When Sally laughs, she makes a little yapping sound. She finishes with the tea tray and we go back to the computer room. Other than the computer, a card table, and one folding chair, there isn’t any furniture. There are a few pillows on the floor. Sally and I sit on these. Gina tinkers with the computer until Sally’s screensaver, a picture of lions in the wild, stops flashing. Gina fiddles some more, then hits the volume button. A tin version of the theme from “Born Free” cracks and chirps.

“You are a genius!” Sally says. “I’ve been saved!” She begins singing.

I am glad for Sally, glad her computer has not eaten her life like a nit. But she’s brought a deck of tarot cards on the tea tray and I’m waiting for her to pick them up. She doesn’t. She and Gina make computer small talk instead. I try to drink my tea. It’s herbal. It tastes like licorice and pond scum. It tastes medicinal, like something my mother might have forced on me as a child. “Just hold your nose and drink,” she’d say and push the cup to my lips. “You want to get better? You have to help yourself.”

A few moments later, mid-sentence, Sally stops talking. She looks at me and says, “Well then.” She eyeballs me in a way that feels probing and intense and psychic-like. She says, “Close your eyes,” and I do, even though I’ve always hated closing my eyes in front of other people. It makes me feel vulnerable.

“Relax,” Sally says. Now that I can’t see, her voice seems different, deeper, steadier. “Breathe,” she says, and I breathe, deep and full, a good patient.
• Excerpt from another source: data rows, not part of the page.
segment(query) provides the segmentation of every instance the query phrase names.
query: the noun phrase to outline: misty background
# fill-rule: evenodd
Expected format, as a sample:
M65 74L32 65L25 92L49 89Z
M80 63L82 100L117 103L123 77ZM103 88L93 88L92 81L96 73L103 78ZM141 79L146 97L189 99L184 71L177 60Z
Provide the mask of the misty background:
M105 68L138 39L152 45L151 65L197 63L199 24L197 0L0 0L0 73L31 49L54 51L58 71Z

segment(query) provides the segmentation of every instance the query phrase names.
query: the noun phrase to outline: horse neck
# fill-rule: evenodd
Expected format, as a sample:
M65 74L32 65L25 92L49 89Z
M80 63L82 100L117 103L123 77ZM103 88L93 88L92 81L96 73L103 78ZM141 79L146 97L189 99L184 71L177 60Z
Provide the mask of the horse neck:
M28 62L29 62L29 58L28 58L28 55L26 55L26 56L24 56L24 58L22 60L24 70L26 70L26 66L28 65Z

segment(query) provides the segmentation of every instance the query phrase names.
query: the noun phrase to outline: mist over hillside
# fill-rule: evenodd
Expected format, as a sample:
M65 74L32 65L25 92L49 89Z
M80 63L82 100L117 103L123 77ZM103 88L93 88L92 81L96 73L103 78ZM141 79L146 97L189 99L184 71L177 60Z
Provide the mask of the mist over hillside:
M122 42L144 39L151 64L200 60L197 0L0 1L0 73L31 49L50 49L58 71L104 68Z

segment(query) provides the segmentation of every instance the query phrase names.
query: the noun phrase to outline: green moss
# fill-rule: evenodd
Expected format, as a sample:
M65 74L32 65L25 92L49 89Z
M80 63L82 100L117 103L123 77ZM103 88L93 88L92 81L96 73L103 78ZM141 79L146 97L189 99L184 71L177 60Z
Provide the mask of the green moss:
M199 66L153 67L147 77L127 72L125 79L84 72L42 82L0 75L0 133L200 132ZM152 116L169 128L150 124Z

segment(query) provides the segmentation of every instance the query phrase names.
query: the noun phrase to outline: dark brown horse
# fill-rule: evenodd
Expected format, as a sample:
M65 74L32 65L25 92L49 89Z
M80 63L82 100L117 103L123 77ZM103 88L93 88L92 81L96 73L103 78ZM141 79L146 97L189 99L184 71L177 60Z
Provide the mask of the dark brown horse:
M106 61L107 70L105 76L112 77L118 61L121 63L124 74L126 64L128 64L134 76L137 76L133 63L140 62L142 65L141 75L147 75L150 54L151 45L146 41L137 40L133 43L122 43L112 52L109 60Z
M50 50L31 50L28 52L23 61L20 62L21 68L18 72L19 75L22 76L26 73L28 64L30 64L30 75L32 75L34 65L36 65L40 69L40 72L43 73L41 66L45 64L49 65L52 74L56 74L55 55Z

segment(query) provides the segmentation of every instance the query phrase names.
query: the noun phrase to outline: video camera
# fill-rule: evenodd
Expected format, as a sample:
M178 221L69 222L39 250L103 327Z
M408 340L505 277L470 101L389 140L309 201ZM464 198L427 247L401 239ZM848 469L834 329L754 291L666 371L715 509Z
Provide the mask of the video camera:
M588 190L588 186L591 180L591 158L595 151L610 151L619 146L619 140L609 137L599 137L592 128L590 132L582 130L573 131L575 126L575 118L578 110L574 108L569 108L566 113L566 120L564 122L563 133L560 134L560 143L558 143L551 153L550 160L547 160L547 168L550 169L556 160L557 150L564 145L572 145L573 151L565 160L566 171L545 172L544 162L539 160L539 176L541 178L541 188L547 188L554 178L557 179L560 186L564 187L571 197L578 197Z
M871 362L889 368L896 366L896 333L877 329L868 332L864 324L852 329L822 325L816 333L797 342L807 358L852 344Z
I know now what I want, why I agreed to this. I want a diagnosis and a cure, whatever way it comes. Gina has her dashboard virgins, her medals, her New Age hope. I’m not sure what I have. The priest at my father’s funeral held my hand. He said, “Pray with me.” But I couldn’t. I couldn’t even open my mouth.

“In. And out,” Sally says.

I feel myself float. My lungs fill and roll like waves. 

Soon Sally will tell me that Armand, my spirit guide, says I should take vitamins and get my eyes checked. She’ll say I should take up painting and possibly ceramics. Mid-session, she’ll pull her hair and break down weeping over her own failed marriage, her rotten husband who’s taken most of the furniture and sent her business belly-up.

“Never trust a Leo,” she’ll say between sobs.

But in these first few moments, with only the sound of her voice and my breathing, Sally gives me something and I’m grateful.

“I want you to visualize,” she says. “Let the images come.”

For what seems like a long while, there’s nothing. And then there is a face.

It’s an old man I saw on the day I fell in front of Jesters Tattoo Shop. He seemed drunk, like he’d just left a bar, but he didn’t stagger. His steps were careful and sure, like he’d been doing this for years. He was dressed in work clothes, the way my father had dressed—a faded blue shirt and worn jeans, steel-toed boots, a handkerchief in his side pocket. He may have just been getting off night shift. He may have stopped for a few beers before heading home.

“Ah, sweetheart,” the man said. “Took a dive now?”

I expected him to help me up. Instead, he stepped around me and kept going.

“Don’t worry, sweetheart,” he said. “We’ve all been there.”